North Africa was covered with Marian basilicas long before Gaul

© Shutterstock/Akoki Franck Richmond
© Shutterstock/Akoki Franck Richmond

The very first evangelization of this great continent began in North Africa, in the 2nd century AD. At that time, Numidia (the eastern part of Algeria and the Maghreb) became a province of the Roman Empire, and welcomed the first disciples of Christ who had arrived to evangelize. By the 5th century, during the time of St. Augustine (a Berber, Father and Doctor of the Church from North Africa), the Maghreb had become a flourishing part of Christianity, and was covered with basilicas and Marian shrines.

With the Arab invasions of the 7th century, North Africa became increasingly and forcibly Islamicized, closing itself off to the light of the Gospel.

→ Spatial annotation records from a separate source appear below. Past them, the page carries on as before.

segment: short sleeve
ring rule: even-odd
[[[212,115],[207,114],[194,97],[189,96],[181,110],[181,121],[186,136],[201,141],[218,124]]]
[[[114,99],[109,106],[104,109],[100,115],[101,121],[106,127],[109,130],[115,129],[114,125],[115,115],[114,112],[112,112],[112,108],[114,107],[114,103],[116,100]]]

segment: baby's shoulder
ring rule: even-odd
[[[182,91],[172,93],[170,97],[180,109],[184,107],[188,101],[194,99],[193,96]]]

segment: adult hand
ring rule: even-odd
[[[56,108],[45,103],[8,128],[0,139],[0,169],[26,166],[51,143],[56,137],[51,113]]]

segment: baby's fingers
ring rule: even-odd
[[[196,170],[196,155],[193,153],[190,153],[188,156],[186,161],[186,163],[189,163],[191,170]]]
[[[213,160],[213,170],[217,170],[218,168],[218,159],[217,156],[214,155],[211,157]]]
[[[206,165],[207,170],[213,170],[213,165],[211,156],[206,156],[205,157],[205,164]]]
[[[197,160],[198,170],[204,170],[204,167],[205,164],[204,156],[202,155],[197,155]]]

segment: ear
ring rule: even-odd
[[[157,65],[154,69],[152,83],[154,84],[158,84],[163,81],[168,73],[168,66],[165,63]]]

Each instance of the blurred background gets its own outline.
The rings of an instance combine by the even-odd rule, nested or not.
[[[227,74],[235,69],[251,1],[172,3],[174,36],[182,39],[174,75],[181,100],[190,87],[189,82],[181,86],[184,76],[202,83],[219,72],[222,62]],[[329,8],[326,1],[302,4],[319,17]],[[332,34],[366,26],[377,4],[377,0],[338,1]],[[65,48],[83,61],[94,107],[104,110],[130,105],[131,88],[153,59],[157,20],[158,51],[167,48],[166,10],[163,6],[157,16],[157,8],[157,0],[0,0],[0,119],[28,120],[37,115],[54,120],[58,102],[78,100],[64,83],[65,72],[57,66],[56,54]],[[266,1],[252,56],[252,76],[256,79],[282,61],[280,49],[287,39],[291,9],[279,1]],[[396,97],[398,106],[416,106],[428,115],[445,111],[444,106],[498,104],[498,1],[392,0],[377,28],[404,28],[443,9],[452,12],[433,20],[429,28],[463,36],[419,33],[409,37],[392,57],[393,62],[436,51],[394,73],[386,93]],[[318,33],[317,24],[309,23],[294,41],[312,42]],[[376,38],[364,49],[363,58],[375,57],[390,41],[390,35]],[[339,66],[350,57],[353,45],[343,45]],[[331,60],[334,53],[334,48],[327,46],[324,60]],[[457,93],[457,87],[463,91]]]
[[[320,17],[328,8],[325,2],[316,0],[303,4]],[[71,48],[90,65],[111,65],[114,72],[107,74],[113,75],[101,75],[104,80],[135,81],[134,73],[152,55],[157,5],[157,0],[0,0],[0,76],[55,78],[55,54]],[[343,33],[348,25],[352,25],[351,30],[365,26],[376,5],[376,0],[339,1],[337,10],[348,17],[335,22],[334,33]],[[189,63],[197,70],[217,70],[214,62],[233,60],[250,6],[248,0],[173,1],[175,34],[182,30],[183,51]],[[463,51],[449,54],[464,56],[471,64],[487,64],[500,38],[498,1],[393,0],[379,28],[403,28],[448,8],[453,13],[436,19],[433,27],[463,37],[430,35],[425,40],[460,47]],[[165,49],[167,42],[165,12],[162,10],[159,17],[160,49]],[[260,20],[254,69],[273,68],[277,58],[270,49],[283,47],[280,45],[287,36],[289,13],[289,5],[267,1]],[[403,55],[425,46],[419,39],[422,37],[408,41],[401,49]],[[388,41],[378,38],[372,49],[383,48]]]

It wasn't until the 19th century that evangelization of the African continent was resumed on a grand scale - but in the meantime, the 17th-century Huguenot emigration had already brought the Gospel to South Africa.

Miracles, visits and other apparitions of the Virgin Mary on African soil are numerous. One of the most recent took place before the terrible Rwandan genocide: Mary appeared in  Kibeho, between 1981 and 1989, to call for prayers and to warn of the approaching war and atrocities we all remember.

How Marian is Africa? To answer this question, we can name the splendid Basilica of Our Lady of Peace in Yamoussoukro, Ivory Coast; and the no less magnificent Basilica of Our Lady of Africa, on the Algerian coast of the Maghreb, which overlooks the white city of Algiers and attracts both Christian and Muslim worshippers.